I have greatly enjoyed the years that I have been working in anti-social behaviour (ASB). It has brought together many of the skills and experiences that my personality craves: problem solving, investigation, creative thinking, partnership building and helping others. That’s without any reflection on the job satisfaction that comes from knowing that you genuinely have the ability to positively impact upon someone’s well-being.

That is not to say that the role of an ASB officer is an easy one. To do the job well you have to have reasonable level of knowledge and understanding of a number of other professional roles. The average ASB officer will spend some time each week being a lawyer, a social worker, a support worker, a teacher and a parent, to name but a few.

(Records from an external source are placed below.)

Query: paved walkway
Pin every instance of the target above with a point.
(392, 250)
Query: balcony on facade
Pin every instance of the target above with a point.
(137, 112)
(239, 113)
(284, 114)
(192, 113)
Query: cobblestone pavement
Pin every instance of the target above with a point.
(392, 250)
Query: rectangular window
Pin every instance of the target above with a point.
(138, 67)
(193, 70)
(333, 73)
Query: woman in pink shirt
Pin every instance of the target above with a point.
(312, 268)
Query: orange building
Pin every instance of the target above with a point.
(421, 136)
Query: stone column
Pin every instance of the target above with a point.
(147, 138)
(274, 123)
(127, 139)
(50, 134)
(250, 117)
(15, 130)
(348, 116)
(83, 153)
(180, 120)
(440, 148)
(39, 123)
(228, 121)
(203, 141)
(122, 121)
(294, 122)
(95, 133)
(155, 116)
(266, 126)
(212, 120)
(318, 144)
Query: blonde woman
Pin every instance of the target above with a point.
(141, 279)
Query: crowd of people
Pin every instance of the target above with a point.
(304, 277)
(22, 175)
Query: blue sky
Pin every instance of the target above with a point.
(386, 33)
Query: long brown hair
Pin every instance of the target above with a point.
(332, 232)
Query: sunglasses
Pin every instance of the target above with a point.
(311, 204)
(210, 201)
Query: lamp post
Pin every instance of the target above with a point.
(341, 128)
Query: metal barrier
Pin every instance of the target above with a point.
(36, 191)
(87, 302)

The world of ASB in housing is also changing greatly. Civil tools and powers are very powerful and I am a great advocate for the fact that as community safety partners we should utilise the full toolkit. If the Police cannot use criminal powers to tackle serious crime, such as gang activity, cuckooing or drug problems, then civil tools, including tenancy action, can be a great alternative. This does however mean that housing officers need knowledge of these other complex issues and may be called upon to deal with matters more commonly dealt with by the Police.

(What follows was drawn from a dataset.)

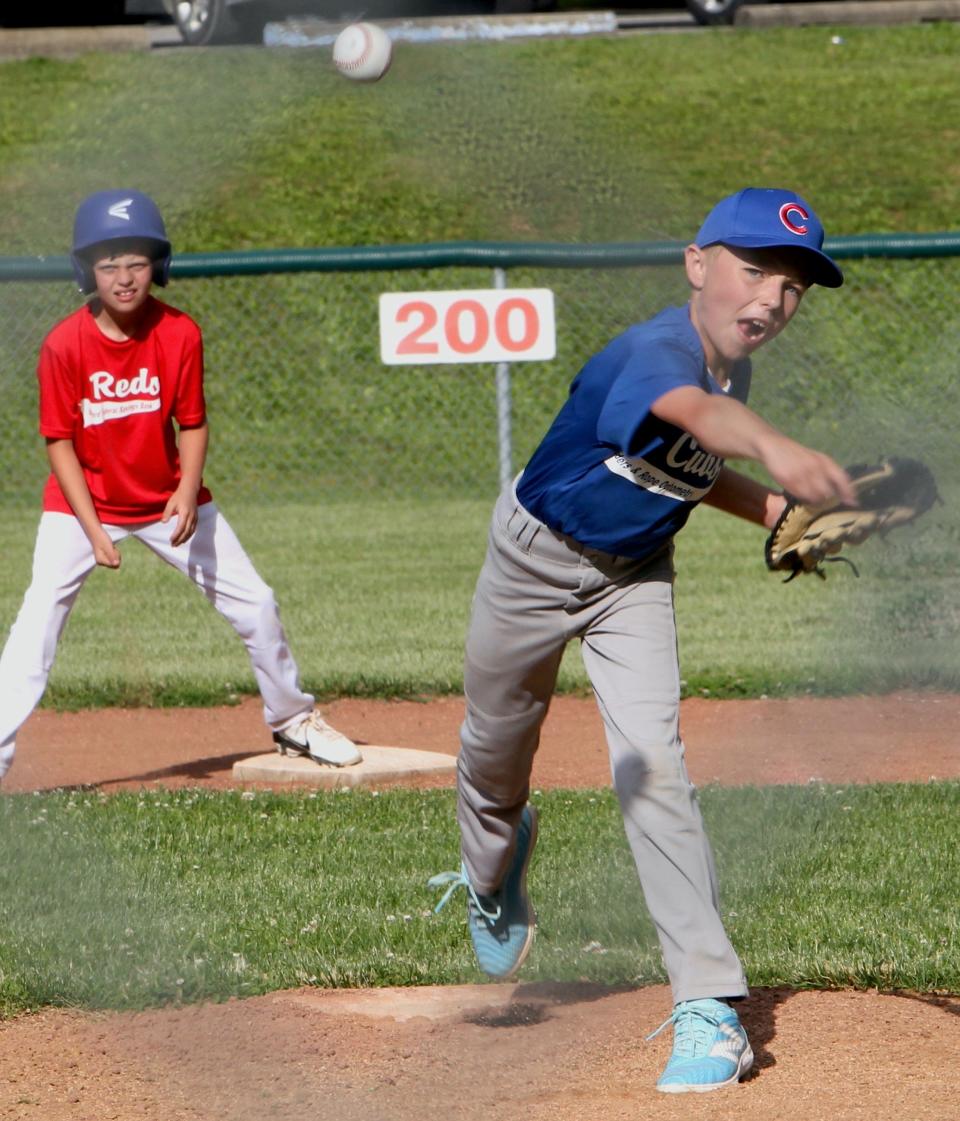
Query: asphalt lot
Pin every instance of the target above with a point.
(64, 42)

We also find ourselves facing the prospect of regulatory change, with suggestions in the current Social Housing Green Paper that the regulatory standard relating to ASB should be strengthened, and housing providers held more to account. This could result in the Boards of housing associations wanting more performance information about ASB delivery and expectations becoming even higher.

The challenge is often more pronounced for a generic member of staff or officer who works in supported or assisted housing. Because their role involves dealing with ASB only occasionally, they can be effectively forgotten about when it comes to deciding who needs specialist ASB support and training. In addition, where the organisation does invest in training for these officers, it may be ineffective, in that the knowledge that is learnt isn’t required in practice for some time after, such is the infrequency with which these officers manage ASB. The knowledge gap between specialist ASB officers and those who deal with it less regularly therefore becomes increasingly wide, creating inconsistent service delivery and poor habits.

Whilst it can be argued that much of the ASB dealt with by these officers will be low-level, it is actually these type of cases that need the best management. If they are not dealt with quickly and decisively they can often escalate or become the cases that are open for months or years.

Sadly, the role of the ASB officer, whether one who deals with the issues exclusively or someone who is generic, is greatly underestimated. I strongly believe that there needs to be more time and resource committed to ensuring that new officers have a strong induction programme, there is on-going “on the job” support and a focus on continuous professional development.

I would encourage all team managers to consider the following:

  • Is the personal specification that your organisation uses for recruitment an ASB officer right? Will it attract the right people for the role?
  • Do you have a clear and strong induction programme for new starters that includes a combination of learning such as training, further reading, work shadowing etc.
  • Are you clear on the competencies that an effective ASB officer needs to possess and can these be monitored through supervision. This should include soft skills, such as communication, as well as technical skills, such as drafting a witness statement.
  • Do you have a personal development plan for each officer, based on their individual needs?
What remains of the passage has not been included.